Complete Benchmarking Pipeline

import yaml
import torch
import pandas as pd
from pathlib import Path
from itertools import product

from edge_opt.model import SmallCNN
from edge_opt.pruning import structured_channel_prune
from edge_opt.quantization import to_fp16, to_int8
from edge_opt.metrics import collect_metrics, memory_violations

# Load configuration
with open('configs/default.yaml', 'r') as f:
    config = yaml.safe_load(f)

device = torch.device('cpu')

# Load trained model
model = SmallCNN()
model.load_state_dict(torch.load('outputs/trained_model.pth'))

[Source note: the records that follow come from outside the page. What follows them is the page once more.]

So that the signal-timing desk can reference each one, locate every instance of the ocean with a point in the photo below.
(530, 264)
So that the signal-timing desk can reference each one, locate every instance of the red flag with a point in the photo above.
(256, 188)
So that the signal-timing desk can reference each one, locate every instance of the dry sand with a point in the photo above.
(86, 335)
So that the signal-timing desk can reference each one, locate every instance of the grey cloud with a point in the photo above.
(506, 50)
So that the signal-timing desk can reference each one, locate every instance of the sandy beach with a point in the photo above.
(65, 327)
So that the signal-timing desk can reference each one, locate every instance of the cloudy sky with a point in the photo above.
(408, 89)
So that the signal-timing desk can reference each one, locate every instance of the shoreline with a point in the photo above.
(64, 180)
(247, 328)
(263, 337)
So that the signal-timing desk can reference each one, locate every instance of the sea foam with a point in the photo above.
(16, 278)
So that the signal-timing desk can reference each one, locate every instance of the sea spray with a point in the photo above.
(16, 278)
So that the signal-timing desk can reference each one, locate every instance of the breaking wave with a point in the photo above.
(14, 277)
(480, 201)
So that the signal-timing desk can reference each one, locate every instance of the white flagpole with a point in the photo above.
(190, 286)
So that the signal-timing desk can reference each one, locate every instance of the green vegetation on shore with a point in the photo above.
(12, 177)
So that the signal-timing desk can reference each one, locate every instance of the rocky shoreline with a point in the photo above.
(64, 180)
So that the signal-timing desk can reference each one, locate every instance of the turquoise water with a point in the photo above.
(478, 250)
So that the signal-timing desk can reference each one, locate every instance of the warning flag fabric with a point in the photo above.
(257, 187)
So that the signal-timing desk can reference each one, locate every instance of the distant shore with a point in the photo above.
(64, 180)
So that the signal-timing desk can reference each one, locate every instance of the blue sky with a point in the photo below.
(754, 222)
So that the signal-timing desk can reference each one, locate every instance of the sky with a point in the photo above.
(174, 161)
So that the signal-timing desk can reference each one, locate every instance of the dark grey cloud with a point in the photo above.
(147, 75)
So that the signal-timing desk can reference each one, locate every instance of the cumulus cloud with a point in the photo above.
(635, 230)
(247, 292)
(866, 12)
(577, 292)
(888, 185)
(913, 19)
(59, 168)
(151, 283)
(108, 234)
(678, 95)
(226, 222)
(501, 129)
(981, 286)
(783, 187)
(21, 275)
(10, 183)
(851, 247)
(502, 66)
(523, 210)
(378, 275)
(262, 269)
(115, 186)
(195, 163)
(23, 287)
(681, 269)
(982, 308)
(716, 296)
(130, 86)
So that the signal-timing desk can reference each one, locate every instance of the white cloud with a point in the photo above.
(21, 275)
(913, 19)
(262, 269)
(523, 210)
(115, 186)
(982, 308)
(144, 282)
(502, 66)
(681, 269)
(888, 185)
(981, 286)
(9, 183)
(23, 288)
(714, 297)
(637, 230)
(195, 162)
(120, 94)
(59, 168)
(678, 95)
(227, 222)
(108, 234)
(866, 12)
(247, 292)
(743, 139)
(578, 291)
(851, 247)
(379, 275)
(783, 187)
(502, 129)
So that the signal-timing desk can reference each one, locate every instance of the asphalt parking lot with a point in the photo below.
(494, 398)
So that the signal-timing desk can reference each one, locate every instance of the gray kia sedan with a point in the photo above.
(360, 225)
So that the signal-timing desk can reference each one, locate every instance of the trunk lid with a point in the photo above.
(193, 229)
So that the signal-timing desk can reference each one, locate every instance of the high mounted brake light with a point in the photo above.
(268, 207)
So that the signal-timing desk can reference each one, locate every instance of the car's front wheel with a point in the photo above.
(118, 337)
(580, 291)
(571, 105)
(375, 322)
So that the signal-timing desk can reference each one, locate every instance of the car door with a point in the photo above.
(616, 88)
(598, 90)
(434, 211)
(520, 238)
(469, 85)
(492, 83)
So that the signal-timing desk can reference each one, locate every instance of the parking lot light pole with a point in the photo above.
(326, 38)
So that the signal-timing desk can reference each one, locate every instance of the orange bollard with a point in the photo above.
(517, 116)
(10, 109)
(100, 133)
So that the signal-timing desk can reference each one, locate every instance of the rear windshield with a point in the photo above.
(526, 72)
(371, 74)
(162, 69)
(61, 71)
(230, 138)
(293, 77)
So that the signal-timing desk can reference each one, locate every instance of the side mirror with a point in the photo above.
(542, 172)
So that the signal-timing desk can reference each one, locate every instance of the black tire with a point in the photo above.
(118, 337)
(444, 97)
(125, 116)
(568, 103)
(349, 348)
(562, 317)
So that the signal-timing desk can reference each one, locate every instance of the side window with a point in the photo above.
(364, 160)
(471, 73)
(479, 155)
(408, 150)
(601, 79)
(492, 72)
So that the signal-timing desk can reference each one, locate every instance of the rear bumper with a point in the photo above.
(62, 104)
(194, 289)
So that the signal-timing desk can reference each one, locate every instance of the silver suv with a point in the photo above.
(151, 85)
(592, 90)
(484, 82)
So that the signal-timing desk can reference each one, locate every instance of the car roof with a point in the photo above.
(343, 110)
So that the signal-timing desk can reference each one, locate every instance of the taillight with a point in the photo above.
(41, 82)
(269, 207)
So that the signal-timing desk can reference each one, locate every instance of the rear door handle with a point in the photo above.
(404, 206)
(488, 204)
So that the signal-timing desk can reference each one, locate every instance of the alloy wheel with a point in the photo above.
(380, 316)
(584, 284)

# Prepare calibration loader for INT8
calib_loader = DataLoader(calib_dataset, batch_size=config['batch_size'])

# CPU frequency scaling
latency_multiplier = 1.0 / config['cpu_frequency_scale']

# Benchmark all configurations
results = []
for pruning_level, precision in product(config['pruning_levels'], config['precisions']):
    print(f"\nBenchmarking: pruning={pruning_level}, precision={precision}")
    
    # Apply optimizations
    optimized = structured_channel_prune(model, pruning_level)
    
    if precision == 'fp16':
        optimized = to_fp16(optimized)
    elif precision == 'int8':
        optimized = to_int8(optimized, calib_loader, config['calibration_batches'])
    
    optimized = optimized.to(device)
    
    # Collect metrics
    metrics = collect_metrics(
        model=optimized,
        loader=val_loader,
        device=device,
        power_watts=config['power_watts'],
        precision=precision,
        latency_multiplier=latency_multiplier,
        benchmark_repeats=config['benchmark_repeats']
    )
    
    # Check memory budgets
    violations = memory_violations(metrics.memory_mb, config['memory_budgets_mb'])
    fits_active_budget = metrics.memory_mb <= config['active_memory_budget_mb']
    
    # Store results
    results.append({
        'pruning_level': pruning_level,
        'precision': precision,
        'accuracy': metrics.accuracy,
        'latency_ms': metrics.latency_ms,
        'latency_std_ms': metrics.latency_std_ms,
        'latency_p95_ms': metrics.latency_p95_ms,
        'throughput_sps': metrics.throughput_sps,
        'memory_mb': metrics.memory_mb,
        'energy_j': metrics.energy_proxy_j,
        'fits_budget': fits_active_budget,
        **violations
    })
    
    print(f"  Accuracy: {metrics.accuracy:.2%}")
    print(f"  Latency: {metrics.latency_ms:.2f}ms (±{metrics.latency_std_ms:.2f}ms)")
    print(f"  Memory: {metrics.memory_mb:.2f}MB ({'✓' if fits_active_budget else '❌'})")

# Save results
output_dir = Path(config['output_dir'])
output_dir.mkdir(exist_ok=True)

df = pd.DataFrame(results)
df.to_csv(output_dir / 'benchmark_results.csv', index=False)

print(f"\n✓ Benchmarking complete. Results saved to {output_dir / 'benchmark_results.csv'}")
print(f"\nTop 5 configurations by throughput:")
print(df.nlargest(5, 'throughput_sps')[['pruning_level', 'precision', 'throughput_sps', 'accuracy', 'memory_mb']])

Next Steps

After benchmarking your optimized models:
  1. Analyze trade-offs: Plot Pareto frontiers for accuracy vs. latency, memory vs. accuracy
  2. Select optimal configuration: Choose based on your deployment constraints
  3. Validate on device: Test the selected model on actual edge hardware
  4. Deploy: Export and integrate into your production pipeline
See the Configuration guide for tuning benchmark parameters and the Pruning and Quantization guides for optimization techniques.